Go on......I wish I could watch GoT with my mom but I don't think she can handle the boobs and the violence. So that only leaves the... ok I don't know why I want to watch it with her.
Too bad the Trivial Pursuit is based on the movies. I'm a massive Potter meganerd, but the movies are only okay. Other than Azkaban and specific moments of the last four, the movie franchise is wildly disappointing. But I've read each of the books at least 8 times.
Your live tweeting of your first run through GOT is one of my favorite things ever.

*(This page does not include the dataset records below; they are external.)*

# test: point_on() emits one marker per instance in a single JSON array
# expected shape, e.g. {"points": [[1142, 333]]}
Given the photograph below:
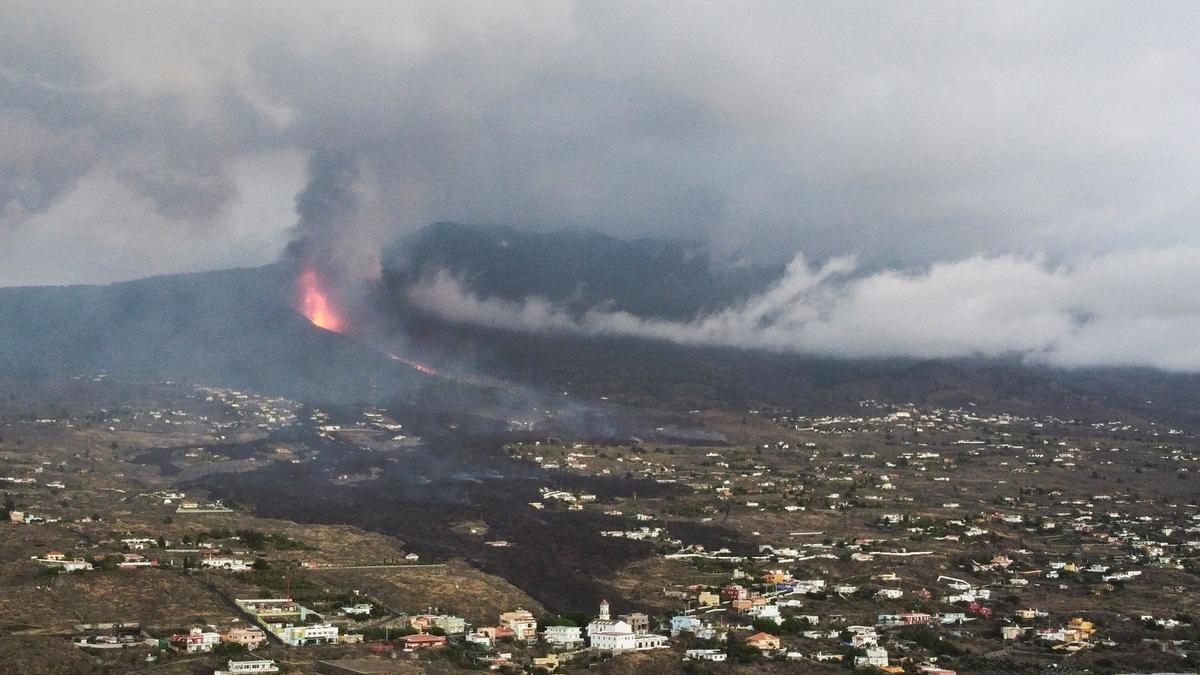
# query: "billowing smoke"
{"points": [[1099, 310], [340, 227]]}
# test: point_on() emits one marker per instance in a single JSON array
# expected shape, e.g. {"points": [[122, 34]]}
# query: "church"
{"points": [[615, 635]]}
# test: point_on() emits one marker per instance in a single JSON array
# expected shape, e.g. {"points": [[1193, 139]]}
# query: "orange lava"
{"points": [[316, 305]]}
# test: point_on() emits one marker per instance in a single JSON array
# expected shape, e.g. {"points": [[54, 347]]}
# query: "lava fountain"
{"points": [[315, 303]]}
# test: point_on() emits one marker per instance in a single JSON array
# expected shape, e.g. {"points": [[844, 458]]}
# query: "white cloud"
{"points": [[1099, 310]]}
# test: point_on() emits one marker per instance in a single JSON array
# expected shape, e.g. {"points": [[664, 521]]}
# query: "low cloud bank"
{"points": [[1126, 308]]}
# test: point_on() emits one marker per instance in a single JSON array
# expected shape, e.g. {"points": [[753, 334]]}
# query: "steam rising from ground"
{"points": [[1099, 310]]}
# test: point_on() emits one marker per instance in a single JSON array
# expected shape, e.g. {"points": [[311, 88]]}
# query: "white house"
{"points": [[221, 562], [876, 657], [244, 667], [313, 634], [706, 655], [563, 635]]}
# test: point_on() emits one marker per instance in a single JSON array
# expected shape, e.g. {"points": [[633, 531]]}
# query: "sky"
{"points": [[1031, 169]]}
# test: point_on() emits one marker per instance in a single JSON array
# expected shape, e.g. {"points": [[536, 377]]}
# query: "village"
{"points": [[897, 541]]}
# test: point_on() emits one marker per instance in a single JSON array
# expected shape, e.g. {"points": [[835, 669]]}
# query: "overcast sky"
{"points": [[911, 137]]}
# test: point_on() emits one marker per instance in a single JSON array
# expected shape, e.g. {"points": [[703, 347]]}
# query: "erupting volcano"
{"points": [[315, 303]]}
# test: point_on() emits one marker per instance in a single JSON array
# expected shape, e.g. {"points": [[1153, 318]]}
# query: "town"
{"points": [[898, 539]]}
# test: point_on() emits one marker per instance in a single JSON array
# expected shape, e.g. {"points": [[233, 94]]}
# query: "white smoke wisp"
{"points": [[1099, 310]]}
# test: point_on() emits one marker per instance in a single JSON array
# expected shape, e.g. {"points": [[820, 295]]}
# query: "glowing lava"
{"points": [[315, 304]]}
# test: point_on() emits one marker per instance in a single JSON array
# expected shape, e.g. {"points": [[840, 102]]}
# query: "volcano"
{"points": [[279, 329]]}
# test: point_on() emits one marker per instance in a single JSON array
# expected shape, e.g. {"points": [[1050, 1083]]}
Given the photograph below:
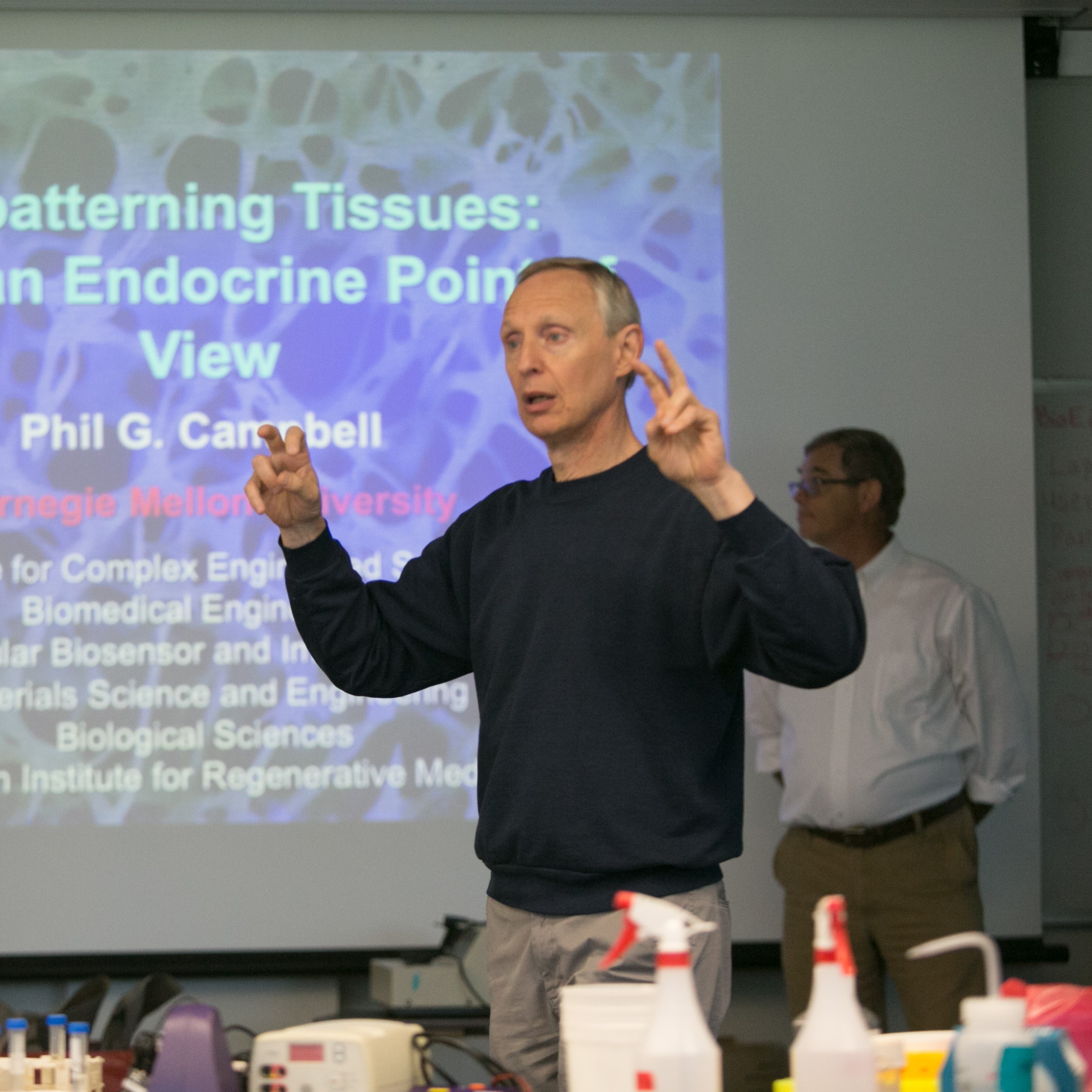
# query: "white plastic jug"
{"points": [[602, 1028]]}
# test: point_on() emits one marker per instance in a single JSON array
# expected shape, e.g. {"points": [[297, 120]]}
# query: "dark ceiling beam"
{"points": [[837, 8]]}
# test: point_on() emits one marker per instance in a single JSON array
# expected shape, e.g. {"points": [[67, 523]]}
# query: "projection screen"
{"points": [[318, 222]]}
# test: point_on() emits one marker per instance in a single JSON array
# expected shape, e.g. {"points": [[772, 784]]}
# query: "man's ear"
{"points": [[629, 345], [870, 495]]}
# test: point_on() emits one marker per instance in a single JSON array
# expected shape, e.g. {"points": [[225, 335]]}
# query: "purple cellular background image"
{"points": [[193, 244]]}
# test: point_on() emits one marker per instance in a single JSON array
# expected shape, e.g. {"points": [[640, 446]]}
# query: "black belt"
{"points": [[864, 838]]}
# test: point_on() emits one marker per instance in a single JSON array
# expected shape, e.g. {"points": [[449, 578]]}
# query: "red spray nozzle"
{"points": [[657, 919], [832, 934], [626, 937]]}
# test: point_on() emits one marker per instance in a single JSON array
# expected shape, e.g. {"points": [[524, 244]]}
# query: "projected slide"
{"points": [[193, 244]]}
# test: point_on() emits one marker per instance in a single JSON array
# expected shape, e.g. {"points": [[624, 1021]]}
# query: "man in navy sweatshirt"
{"points": [[607, 611]]}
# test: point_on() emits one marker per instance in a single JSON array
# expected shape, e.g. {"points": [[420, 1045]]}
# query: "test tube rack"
{"points": [[48, 1074]]}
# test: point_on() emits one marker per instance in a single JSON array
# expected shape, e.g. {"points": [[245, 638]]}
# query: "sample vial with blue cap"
{"points": [[79, 1033], [17, 1051], [57, 1024]]}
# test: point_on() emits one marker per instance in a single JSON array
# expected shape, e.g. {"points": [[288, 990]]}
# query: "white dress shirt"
{"points": [[934, 706]]}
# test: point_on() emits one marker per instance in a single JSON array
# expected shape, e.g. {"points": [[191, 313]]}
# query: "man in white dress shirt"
{"points": [[887, 772]]}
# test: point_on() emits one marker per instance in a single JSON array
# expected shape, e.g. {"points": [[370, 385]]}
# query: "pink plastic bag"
{"points": [[1060, 1006]]}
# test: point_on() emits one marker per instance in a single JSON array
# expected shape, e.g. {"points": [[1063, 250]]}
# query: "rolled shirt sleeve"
{"points": [[764, 721]]}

As a person that has only seen the movies I enjoyed the movies a lot. I thought they were very well done. Books are always better than the movies. Azkaban is my least favorites of the movies. To me it doesn't make sense all the time. My son who is a total HP nerd says it would make more sense if you read the book. I do like how it is quite a bit darker than the first 2. I would expect nothing else when Alfonso Cuaron is directing. My favorite of the movies is the Goblet of Fire.

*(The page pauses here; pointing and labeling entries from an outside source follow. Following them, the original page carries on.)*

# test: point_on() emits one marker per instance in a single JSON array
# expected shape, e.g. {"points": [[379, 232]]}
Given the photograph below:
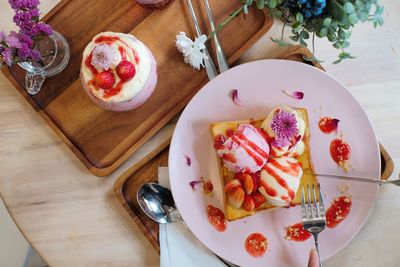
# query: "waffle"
{"points": [[226, 175]]}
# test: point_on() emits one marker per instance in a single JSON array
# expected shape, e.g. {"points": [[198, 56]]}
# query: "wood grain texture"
{"points": [[146, 170], [102, 139]]}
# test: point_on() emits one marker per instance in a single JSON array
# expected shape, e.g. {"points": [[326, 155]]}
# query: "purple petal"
{"points": [[335, 123], [296, 94], [235, 97], [188, 160], [194, 183], [280, 143]]}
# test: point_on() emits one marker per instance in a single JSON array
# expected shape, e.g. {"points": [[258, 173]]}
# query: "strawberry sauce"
{"points": [[116, 89], [256, 245], [216, 218], [296, 232]]}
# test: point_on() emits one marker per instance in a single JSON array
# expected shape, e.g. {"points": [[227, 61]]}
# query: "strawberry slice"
{"points": [[105, 79], [248, 184], [340, 151], [258, 198], [236, 197], [249, 203], [232, 184], [126, 70]]}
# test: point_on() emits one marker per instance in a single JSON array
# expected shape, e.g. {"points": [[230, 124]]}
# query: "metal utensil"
{"points": [[157, 202], [210, 68], [313, 214], [222, 63], [357, 179]]}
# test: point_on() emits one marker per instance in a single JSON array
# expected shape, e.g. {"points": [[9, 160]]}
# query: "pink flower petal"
{"points": [[280, 143], [194, 183], [296, 94], [188, 160], [235, 97], [335, 123]]}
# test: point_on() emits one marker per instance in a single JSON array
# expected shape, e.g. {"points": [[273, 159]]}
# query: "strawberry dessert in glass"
{"points": [[118, 71]]}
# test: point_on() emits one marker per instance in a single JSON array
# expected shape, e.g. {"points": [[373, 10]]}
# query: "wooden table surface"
{"points": [[72, 218]]}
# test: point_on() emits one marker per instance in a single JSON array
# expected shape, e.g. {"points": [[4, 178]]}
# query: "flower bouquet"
{"points": [[19, 47], [331, 19]]}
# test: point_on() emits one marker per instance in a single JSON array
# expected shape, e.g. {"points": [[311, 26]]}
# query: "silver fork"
{"points": [[313, 213], [222, 63]]}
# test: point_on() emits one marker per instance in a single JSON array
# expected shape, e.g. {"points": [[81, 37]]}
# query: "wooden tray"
{"points": [[147, 171], [102, 139]]}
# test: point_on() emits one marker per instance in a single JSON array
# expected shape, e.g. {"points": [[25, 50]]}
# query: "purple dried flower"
{"points": [[13, 41], [103, 56], [2, 36], [25, 38], [7, 56], [284, 124], [280, 143]]}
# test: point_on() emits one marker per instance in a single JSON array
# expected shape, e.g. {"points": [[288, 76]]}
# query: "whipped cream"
{"points": [[246, 150], [130, 46], [280, 179]]}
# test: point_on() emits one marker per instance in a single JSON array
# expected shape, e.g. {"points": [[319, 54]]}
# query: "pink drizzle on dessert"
{"points": [[110, 40], [279, 179]]}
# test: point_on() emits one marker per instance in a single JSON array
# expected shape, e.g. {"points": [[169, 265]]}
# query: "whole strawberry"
{"points": [[105, 79], [126, 70]]}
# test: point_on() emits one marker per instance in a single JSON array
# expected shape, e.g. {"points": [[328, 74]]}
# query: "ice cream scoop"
{"points": [[245, 150], [280, 179]]}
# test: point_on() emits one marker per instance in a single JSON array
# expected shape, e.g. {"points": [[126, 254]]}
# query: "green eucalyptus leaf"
{"points": [[379, 10], [353, 19], [327, 22], [322, 32], [295, 37], [336, 10], [301, 41], [363, 16], [348, 7], [260, 4]]}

I really should read the books, I have just never got around to it.
As a person that has only seen the movies I enjoyed the movies a lot. I thought they were very well done. Books are always better than the movies. Azkaban is my least favorites of the movies. To me it doesn't make sense all the time. My son who is a total HP nerd says it would make more sense if you read the book. I do like how it is quite a bit darker than the first 2. I would expect nothing else when Alfonso Cuaron is directing. My favorite of the movies is the Goblet of Fire.

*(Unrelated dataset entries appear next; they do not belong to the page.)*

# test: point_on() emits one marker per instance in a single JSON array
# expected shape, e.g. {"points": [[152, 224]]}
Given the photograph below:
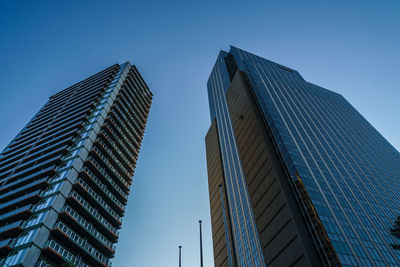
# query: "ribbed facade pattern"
{"points": [[65, 178], [344, 177]]}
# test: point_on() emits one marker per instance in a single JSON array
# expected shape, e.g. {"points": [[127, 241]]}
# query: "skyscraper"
{"points": [[65, 178], [297, 177]]}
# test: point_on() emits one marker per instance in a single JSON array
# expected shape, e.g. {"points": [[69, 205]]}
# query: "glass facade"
{"points": [[348, 170], [65, 178], [246, 242]]}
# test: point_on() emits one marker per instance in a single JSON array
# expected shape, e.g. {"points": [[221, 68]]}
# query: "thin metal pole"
{"points": [[180, 247], [201, 247]]}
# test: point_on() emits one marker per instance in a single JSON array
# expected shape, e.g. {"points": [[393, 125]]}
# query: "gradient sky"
{"points": [[45, 46]]}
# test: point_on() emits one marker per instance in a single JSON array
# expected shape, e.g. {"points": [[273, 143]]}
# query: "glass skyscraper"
{"points": [[65, 178], [276, 138]]}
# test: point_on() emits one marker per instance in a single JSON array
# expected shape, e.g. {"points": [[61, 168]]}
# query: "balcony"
{"points": [[84, 228], [59, 254], [91, 254], [103, 189], [6, 246], [117, 167], [116, 175], [22, 200], [21, 213], [98, 201], [11, 229], [96, 167], [93, 215]]}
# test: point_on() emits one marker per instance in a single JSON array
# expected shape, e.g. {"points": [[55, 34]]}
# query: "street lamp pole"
{"points": [[201, 246]]}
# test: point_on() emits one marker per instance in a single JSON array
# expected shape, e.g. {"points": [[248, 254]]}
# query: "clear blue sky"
{"points": [[351, 47]]}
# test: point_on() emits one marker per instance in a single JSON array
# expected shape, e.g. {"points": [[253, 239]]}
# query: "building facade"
{"points": [[65, 178], [297, 177]]}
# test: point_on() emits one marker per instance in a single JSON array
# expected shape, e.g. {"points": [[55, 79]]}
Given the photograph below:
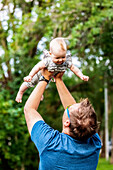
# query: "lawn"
{"points": [[104, 165]]}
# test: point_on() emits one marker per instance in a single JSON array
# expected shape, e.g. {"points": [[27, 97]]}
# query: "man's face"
{"points": [[59, 59], [73, 108]]}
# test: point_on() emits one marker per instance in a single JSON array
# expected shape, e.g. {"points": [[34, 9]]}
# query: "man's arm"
{"points": [[34, 70], [65, 95], [31, 106]]}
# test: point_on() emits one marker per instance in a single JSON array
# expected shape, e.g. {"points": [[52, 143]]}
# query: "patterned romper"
{"points": [[52, 67]]}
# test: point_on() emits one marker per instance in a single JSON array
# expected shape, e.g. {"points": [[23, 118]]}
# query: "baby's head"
{"points": [[58, 50]]}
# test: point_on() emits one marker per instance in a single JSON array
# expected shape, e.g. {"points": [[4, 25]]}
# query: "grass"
{"points": [[104, 165]]}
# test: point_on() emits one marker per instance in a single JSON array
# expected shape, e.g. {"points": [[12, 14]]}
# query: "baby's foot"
{"points": [[42, 98], [19, 97]]}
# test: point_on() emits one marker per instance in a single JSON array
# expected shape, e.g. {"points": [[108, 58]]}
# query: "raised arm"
{"points": [[65, 95], [31, 106], [77, 71], [35, 70]]}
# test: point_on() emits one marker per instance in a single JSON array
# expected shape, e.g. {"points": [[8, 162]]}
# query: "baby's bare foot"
{"points": [[19, 97], [42, 98]]}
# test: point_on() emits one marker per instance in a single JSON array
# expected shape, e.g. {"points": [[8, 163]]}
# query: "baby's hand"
{"points": [[27, 78], [85, 78]]}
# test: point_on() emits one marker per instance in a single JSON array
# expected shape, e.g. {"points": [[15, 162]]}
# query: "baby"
{"points": [[56, 60]]}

I really should read the books, I have just never got around to it.
1 hour ago, Landlord said:
Let me just tell you you're missing out on a lot. Not in a pretentious way, I'm just trying to let you know as a friend that there is a neverending treasure chest of wonder in the books that the movies didn't/couldn't replicate. It's partly that movies can't do what books do, but it's also partly that the HP book series is one of the all time most imaginative pieces of fiction ever made, and the HP movie franchise is mostly pretty standard fare stuff.
Also, this:
And the idiot could have hired a muggle private detective to find Harry Potter at any time, he was hiding in plain sight in a quiet neighborhood. His location was protected from magic but perfectly accessible to normal people.
This is a fair reality-based criticism of Voldemort but rationale like this can be applied equally to anybody in the wizarding universe. There are tons and tons and tons of muggle technology/social inventions that would make life way easier for wizards, but some kind of sociological elixir of pride/separatism/obsession with wonder/social conditioning/etc. keeps their world from caring or utilizing such things. Like, Arthur Weasley is shunned and thought of as 'less than' because of his fascination and enjoyment of muggle culture. Social pressure is am immensely powerful force and would have been even moreso on a kid/adult like Tom Riddle who grew to despise all things muggle.